Bien que Fargo et Moorhead forment "une seule grande communauté" à cheval sur deux Etats, la différence entre les deux villes "va au-delà du jour et de la nuit", affirme-t-elle, en s'émerveillant du soutien qu'elle a reçu dans le Minnesota et en se disant plutôt confiante dans l'issue judiciaire.
"Je ne pense pas que la mifépristone disparaisse de sitôt. Peut-être sera-t-elle disponible avec des restrictions", dit-elle.
Et en tant qu'établissement habitué aux contentieux, "nous sommes capables de nous retourner rapidement", assure-t-elle.
Jeudi en fin de journée, après s'être entretenue avec l'AFP, Tammi Kromenaker a analysé la situation avec ses avocats à l'aune des derniers développements.
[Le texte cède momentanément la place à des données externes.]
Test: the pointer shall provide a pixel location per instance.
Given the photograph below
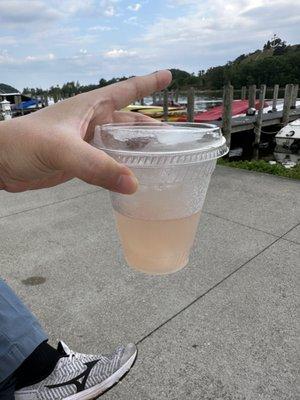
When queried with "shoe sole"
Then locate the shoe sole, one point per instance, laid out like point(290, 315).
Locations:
point(97, 390)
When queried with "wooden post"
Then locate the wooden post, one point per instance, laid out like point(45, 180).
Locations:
point(243, 93)
point(166, 104)
point(275, 97)
point(252, 96)
point(227, 110)
point(160, 97)
point(154, 98)
point(295, 95)
point(191, 104)
point(288, 93)
point(258, 123)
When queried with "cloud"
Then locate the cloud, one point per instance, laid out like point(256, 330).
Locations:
point(119, 53)
point(16, 12)
point(45, 57)
point(102, 28)
point(134, 7)
point(210, 25)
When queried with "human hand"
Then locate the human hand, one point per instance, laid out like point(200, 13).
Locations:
point(51, 146)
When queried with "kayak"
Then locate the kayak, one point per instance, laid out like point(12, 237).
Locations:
point(157, 112)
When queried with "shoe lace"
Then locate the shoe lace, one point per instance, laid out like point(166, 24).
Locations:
point(73, 355)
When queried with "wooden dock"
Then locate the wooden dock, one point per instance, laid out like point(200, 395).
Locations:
point(241, 124)
point(256, 122)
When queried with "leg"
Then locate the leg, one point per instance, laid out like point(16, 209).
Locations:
point(20, 332)
point(7, 389)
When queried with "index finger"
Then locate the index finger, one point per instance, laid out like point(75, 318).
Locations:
point(125, 92)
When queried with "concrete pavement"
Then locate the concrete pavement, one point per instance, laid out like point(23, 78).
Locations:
point(222, 328)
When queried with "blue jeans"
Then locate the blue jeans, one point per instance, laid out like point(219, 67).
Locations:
point(20, 332)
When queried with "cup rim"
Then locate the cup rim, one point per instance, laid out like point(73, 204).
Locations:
point(189, 156)
point(161, 125)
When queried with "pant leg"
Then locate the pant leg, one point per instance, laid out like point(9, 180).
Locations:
point(20, 332)
point(7, 388)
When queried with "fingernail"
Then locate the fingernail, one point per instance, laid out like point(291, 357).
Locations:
point(127, 184)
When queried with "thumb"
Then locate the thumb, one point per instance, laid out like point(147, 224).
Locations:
point(80, 159)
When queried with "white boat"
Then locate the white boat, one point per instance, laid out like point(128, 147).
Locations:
point(287, 150)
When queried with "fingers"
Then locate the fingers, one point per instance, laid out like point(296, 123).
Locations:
point(125, 92)
point(128, 116)
point(80, 159)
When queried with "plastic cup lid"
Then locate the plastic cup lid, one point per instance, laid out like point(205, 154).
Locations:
point(155, 143)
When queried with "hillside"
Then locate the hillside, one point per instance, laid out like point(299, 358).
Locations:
point(274, 64)
point(270, 66)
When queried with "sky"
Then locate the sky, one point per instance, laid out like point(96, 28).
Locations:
point(50, 42)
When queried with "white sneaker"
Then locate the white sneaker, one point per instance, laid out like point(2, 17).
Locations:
point(79, 376)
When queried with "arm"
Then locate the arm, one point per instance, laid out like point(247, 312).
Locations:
point(51, 146)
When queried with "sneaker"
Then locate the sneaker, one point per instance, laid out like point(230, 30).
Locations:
point(79, 376)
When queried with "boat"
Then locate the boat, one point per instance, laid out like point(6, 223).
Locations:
point(215, 114)
point(287, 150)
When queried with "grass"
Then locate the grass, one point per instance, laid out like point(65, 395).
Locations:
point(263, 166)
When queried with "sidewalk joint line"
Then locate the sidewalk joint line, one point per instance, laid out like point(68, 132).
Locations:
point(213, 287)
point(48, 204)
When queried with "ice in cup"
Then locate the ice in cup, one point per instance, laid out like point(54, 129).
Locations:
point(173, 163)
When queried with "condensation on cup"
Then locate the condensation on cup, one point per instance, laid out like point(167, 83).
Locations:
point(173, 163)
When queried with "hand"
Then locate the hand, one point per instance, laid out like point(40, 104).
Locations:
point(51, 146)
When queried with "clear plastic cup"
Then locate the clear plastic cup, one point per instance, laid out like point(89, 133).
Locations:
point(173, 163)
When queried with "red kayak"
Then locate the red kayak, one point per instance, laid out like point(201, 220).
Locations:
point(238, 107)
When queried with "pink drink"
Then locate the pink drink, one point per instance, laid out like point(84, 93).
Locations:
point(157, 246)
point(173, 163)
Un juge de l'Etat du Washington ayant affirmé que la décision sur la mifépristone ne s'appliquait pas à 17 Etats et à la capitale fédérale, "nous sommes à l'aise avec le fait de fournir de la mifépristone dans le Minnesota et nous continuerons à en fournir comme avant", a-t-elle fait savoir dans un message.
En attendant de voir à qui revient le dernier mot.